Sunday, 9 February 2014

SAWBONNA. SHEKON. AND THE INAUGURAL LECTURE IN THE STEVEN TRUSCOTT FOUNDATION SERIES

 I feel strongly that it's responsible of the government to address fear of crime, not to create it. David Daubney

Shortly before I give a talk about, Resiliency, for the Victims' Advisory Committee, in Ontario on February 27, I will give a talk for Justice Workers of the Tyendinaga Mohawk Community on The Bay of Quinte, Ontario.  In both talks, I will speak about the core values embraced when we live justice from a place of resiliency, respect, responsibility, and relationship. I will speak about Restorative Justice-Sawbonna. Sawbonna shares a rich kinship with the Mohawk word: Shekon. Both words are greetings in which the hello that is offered is a hello that comes from a place of seeing other and being seen by other. Both words address concern for wellbeing of other, and self in relation with other. Justice must be about wellbeing, even if we do not "like" each other. Justice must be about how we address our fears about crime and how we create opportunities to engage in being of service to our communities, societies, hence, our very selves. In reading David Daubney's Inaugural Lecture in the Steven Truscott Foundation Series, I was stuck by the vital reminder that each and every Canadian can choose to live from a place of living justice that does indeed speak the values of Shekon and Sawbonna. How can we do this? Simply, we must choose to never applaud the creation of fear and fear-mongering. We must choose to address how crime affects each of us, fully aware that it is not only what happens to us that matters, it is how we respond. Let us remember to respond from Shekon, from Sawbonna. Let us remember that no simplistic response to justice as a lived experience should deny our capacity to be compassionate, wise, and practical. Yes, practical. If we wish to be the change in the world we wish to see, we must remember that how we treat each other, matters.

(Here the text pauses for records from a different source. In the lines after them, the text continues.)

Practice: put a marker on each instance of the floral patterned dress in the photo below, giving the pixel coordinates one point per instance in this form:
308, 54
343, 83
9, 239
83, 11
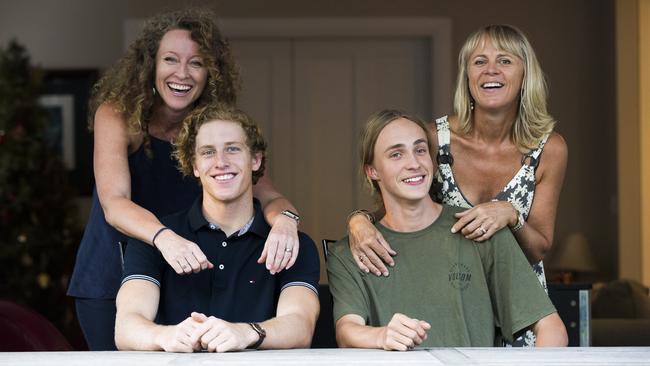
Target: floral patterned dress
519, 192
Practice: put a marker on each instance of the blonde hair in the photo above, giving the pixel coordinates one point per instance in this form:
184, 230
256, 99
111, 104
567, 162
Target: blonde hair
129, 84
185, 143
533, 120
369, 135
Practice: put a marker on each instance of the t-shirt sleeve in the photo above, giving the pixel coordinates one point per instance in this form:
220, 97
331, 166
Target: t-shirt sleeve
306, 271
518, 299
344, 281
143, 262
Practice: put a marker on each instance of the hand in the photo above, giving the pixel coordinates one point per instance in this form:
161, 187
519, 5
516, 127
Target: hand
368, 246
403, 333
182, 255
182, 337
217, 335
480, 222
282, 245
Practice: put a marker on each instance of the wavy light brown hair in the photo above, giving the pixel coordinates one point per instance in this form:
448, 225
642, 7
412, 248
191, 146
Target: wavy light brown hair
533, 120
369, 135
128, 85
185, 143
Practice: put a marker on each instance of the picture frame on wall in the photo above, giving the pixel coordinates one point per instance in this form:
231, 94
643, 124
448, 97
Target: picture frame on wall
65, 95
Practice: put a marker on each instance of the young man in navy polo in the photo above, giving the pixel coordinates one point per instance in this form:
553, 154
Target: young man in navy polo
237, 304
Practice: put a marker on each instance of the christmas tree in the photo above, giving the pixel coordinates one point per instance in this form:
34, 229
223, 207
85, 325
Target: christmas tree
38, 217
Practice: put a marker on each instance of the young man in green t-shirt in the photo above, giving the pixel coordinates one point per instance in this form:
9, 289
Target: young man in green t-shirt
444, 290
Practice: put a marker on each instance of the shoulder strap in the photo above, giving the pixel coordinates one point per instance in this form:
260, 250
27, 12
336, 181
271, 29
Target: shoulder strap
444, 140
533, 155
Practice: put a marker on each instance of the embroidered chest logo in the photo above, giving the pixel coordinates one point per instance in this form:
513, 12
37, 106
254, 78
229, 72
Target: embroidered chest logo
459, 276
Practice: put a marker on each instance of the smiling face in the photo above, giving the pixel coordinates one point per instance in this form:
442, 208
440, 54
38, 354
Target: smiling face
495, 78
401, 166
180, 72
223, 161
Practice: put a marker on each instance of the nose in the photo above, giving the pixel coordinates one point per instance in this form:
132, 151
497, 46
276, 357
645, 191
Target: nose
181, 70
492, 67
221, 161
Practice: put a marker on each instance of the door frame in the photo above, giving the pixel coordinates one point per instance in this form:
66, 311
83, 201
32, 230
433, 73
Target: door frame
436, 29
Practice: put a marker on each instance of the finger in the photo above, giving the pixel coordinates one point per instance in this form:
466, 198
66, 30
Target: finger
272, 246
294, 254
461, 223
262, 257
374, 263
194, 264
286, 258
360, 260
380, 251
204, 263
279, 256
384, 243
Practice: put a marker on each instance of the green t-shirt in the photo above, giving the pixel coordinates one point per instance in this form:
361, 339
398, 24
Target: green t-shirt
464, 289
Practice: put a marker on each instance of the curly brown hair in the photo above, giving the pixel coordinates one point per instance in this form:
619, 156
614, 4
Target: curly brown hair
185, 143
128, 85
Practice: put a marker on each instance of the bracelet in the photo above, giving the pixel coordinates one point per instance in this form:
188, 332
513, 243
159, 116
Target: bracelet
365, 213
153, 241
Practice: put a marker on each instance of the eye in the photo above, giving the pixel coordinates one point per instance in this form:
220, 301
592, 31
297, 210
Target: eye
207, 153
196, 63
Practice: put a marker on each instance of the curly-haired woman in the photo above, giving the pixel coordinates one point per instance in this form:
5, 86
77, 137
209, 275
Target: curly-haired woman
179, 62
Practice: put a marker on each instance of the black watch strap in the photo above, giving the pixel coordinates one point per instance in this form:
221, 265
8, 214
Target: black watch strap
260, 332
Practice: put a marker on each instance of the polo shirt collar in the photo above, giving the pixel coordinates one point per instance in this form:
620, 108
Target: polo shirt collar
257, 225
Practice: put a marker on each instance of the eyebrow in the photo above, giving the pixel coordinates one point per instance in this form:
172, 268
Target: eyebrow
396, 146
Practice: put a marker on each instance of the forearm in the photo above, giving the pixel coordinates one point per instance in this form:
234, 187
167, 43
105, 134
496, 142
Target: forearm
351, 335
133, 332
534, 245
288, 331
550, 332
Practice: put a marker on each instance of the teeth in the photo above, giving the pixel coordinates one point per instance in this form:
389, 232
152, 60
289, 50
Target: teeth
414, 179
224, 177
492, 85
179, 87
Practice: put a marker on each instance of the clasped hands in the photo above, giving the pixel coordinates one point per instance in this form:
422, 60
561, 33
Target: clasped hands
200, 332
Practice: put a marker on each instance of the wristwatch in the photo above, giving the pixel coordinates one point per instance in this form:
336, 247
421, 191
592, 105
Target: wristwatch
291, 215
260, 332
520, 222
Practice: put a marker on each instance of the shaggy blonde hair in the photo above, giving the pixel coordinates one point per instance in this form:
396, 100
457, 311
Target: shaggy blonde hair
371, 130
533, 120
185, 143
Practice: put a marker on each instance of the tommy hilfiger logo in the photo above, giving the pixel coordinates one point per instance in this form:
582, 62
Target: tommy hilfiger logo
459, 276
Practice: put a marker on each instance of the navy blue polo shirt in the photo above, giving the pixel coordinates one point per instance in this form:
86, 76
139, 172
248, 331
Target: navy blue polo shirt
237, 289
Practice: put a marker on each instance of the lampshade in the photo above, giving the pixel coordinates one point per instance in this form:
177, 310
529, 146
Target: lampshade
575, 255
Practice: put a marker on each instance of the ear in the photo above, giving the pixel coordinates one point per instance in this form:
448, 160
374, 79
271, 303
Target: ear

How we treat victims and offenders, is a reflection of how we treat our very selves. The value of responsibility as it relates to Shekon and Sawbonna is a powerful invitation to refuse to  be trapped in knee-jerk rhetoric, and specious pronouncements of "tough on crime." Let us rather be resilient, respectful, and cognizant that we are always in relationship:  in the private, the public, and the political spaces.